In una città come Andria, già satura di attività commerciali e con un rapporto negozi/abitanti tra i più alti della Puglia, può mai costituire un "interesse pubblico" la realizzazione di un nuovo centro commerciale? Peraltro con dislocazione ben decentrata e marginale rispetto al quartiere. Non sarebbe stato opportuno coinvolgere almeno gli abitanti del quartiere di San Valentino, che attendono da decenni servizi veri: aree verdi, spazi sportivi, luoghi di aggregazione? Trasformare un'area destinata a verde pubblico in un'altra superficie commerciale significa tradire le attese e le esigenze di chi vive in quel luogo. Troviamo poi un'ulteriore contraddizione culturale e finanziaria. Perché il Comune, in piena difficoltà economica, rinuncia agli oneri urbanistici e ai costi di costruzione che potrebbero derivare da questa trasformazione, preferendo invece accettare opere di urbanizzazione "in scomputo"? Perché non si opta per incassare le risorse necessarie a realizzare direttamente i servizi che il quartiere reclama? Sembra prevalere una logica di corto respiro che privilegia l'interesse privato a scapito della pianificazione pubblica. Non v'è nessun accenno al diritto del Comune, ove mai confermata la volontà di concludere l'accordo di programma, di incamerare una somma pari al 50% del maggior valore che acquistano gli immobili del privato a seguito dell'approvazione del cambio di destinazione di zona. Tutto questo racconta un'amministrazione autoreferenziale, che opera lontano dagli occhi dei cittadini e dal controllo dei suoi rappresentanti.
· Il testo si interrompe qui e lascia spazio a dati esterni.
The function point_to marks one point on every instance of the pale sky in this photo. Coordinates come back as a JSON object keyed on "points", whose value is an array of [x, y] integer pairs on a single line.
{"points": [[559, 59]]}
Un'amministrazione che dovrebbe incarnare i valori del centrosinistra – trasparenza, partecipazione, attenzione al bene comune – e che invece sceglie la scorciatoia dell'opacità e della decisione calata dall'alto.

Le nostre richieste:
Questo comunicato si pone l'obiettivo di far sapere ai cittadini che possono esercitare il loro diritto alla conoscenza, attingendo finalmente dal sito i contenuti di cui parliamo. Chiediamo con forza che tutti gli atti relativi a questo accordo vengano resi pubblici e accessibili. Chiediamo che il Consiglio Comunale sia coinvolto, come prevede la legge, nella valutazione dell'interesse pubblico.
Chiediamo che si apra un confronto serio su cosa significhi rigenerazione urbana: non la cementificazione di aree verdi, ma la restituzione alla città di spazi di qualità, a misura di chi la abita. La politica non può gestire la cosa pubblica come se operasse in stanze chiuse, lontana dal controllo democratico.
La democrazia si nutre di luce, di discussione, di responsabilità. Invochiamo ancora una volta di riportare le decisioni sulla città nel loro posto naturale: davanti ai cittadini", conclude la nota dell'Integruppo.